Side Effects of Brain Cancer Treatments
Treatment plans try to limit or reduce side effects associated with brain cancer treatment. However, most patients will experience some side effects; some side effects can be severe. People who undergo brain cancer treatment should ask about the potential side effects and help decide if the proposed treatment(s) will be worth the benefits and what to do if side effects appear.
Side effects of chemotherapy may include nausea, vomiting, hair loss, and weakness. The immune system is usually suppressed, which makes the person more susceptible to infections. Other organ systems such as the kidneys or reproductive organs may be damaged. Although these side effects usually decline as treatment ends, some may not, especially if other organ systems are damaged.
Radiation therapy has side effects similar to those listed above for chemotherapy, but because some organ systems do not obtain a direct radiation dose, the side effects can be less than those of chemotherapy. However, skin damage (reddish or darkened) and skin sensitivity may occur. Hair loss can also occur, especially in areas where the radiation enters the body; some hair loss is permanent.
Surgery can cause both temporary and permanent changes. Side effects such as brain swelling, damage to normal tissue, mental-status changes, muscle weakness, or changes in any brain-controlled function may occur. Although such side effects usually decline over time, some may become permanent.
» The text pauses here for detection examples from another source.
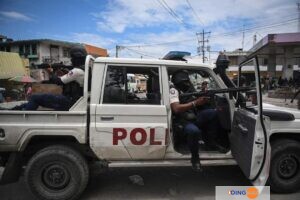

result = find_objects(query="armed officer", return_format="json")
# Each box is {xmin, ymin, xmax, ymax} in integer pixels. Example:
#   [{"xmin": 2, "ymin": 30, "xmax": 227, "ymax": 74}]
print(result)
[
  {"xmin": 12, "ymin": 46, "xmax": 87, "ymax": 111},
  {"xmin": 170, "ymin": 70, "xmax": 223, "ymax": 171}
]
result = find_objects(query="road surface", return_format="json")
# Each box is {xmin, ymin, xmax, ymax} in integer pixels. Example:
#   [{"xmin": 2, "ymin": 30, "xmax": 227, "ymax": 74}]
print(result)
[{"xmin": 0, "ymin": 166, "xmax": 300, "ymax": 200}]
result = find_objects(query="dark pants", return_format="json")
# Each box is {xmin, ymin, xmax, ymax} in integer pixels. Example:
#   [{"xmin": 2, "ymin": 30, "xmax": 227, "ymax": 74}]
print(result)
[
  {"xmin": 184, "ymin": 109, "xmax": 220, "ymax": 162},
  {"xmin": 17, "ymin": 94, "xmax": 72, "ymax": 111}
]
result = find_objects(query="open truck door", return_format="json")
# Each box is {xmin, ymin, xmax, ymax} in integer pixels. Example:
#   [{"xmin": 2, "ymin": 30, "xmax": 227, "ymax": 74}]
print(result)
[{"xmin": 229, "ymin": 57, "xmax": 271, "ymax": 186}]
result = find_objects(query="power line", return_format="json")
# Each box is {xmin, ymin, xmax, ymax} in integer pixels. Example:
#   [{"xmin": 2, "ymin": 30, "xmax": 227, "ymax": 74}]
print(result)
[
  {"xmin": 124, "ymin": 47, "xmax": 157, "ymax": 58},
  {"xmin": 157, "ymin": 0, "xmax": 185, "ymax": 26},
  {"xmin": 186, "ymin": 0, "xmax": 204, "ymax": 26},
  {"xmin": 121, "ymin": 18, "xmax": 298, "ymax": 48}
]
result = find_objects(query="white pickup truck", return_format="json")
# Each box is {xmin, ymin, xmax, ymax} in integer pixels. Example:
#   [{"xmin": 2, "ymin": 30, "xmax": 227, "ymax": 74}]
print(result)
[{"xmin": 0, "ymin": 56, "xmax": 300, "ymax": 200}]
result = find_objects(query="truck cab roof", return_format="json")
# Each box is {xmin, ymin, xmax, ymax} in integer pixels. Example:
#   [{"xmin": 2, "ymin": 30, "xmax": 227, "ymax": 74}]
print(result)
[{"xmin": 95, "ymin": 57, "xmax": 214, "ymax": 69}]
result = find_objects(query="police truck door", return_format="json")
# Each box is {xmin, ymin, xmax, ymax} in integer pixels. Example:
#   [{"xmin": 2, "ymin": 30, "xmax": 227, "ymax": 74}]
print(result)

Patients and brain cancer team members should carefully consider side effects; often some of them can be reduced by medical treatment and may not be permanent. Brain cancer patients who are candidates for treatment should understand that without either surgery, chemotherapy, or radiation therapy (or combinations of them) the prognosis or outlook for most patients is poor.
Prevention
In general, there is no known way to prevent brain cancers. However, early diagnosis and treatment of tumors that tend to metastasize to the brain may reduce the risk of metastatic brain tumors. Avoiding or reducing contact with radiation (especially to the head) and avoiding toxic chemicals associated with the oil and rubber industry, embalming chemicals, and other environmental toxins may help prevent brain cancers. Avoiding HIV infection is also suggested. The popular press and some web sites suggest that avoiding cell phone use and using a macrobiotic diet will help avoid brain cancer. Currently, there is no good evidence for these claims. However, for those who want to minimize any radiation dose from cell phones, the reader can consult the web for a list of phones that produce the highest and lowest radiation levels.
Prognosis
The major factors that influence survival seem to be the type of cancer, its location, whether it can be surgically removed or reduced, and the age and overall health status of the patient.
- The long-term survival rate (greater than five years) for people with primary brain cancer varies from less than 10% to about 32%, despite aggressive surgery, radiation, and chemotherapy treatments.
- Treatments do prolong survival over the short term and, perhaps more importantly, improve quality of life.
Most people with metastatic brain cancer die from their primary cancer rather than from the brain lesions.
- Radiation and chemotherapy can increase life expectancy modestly.
- People who have seizures generally do poorly over the following six months.
Despite seemingly dismal chances of long-term survival, these chances are clearly greater with treatment than without. Treatment options and best-estimated prognosis should be discussed with the patient's cancer team.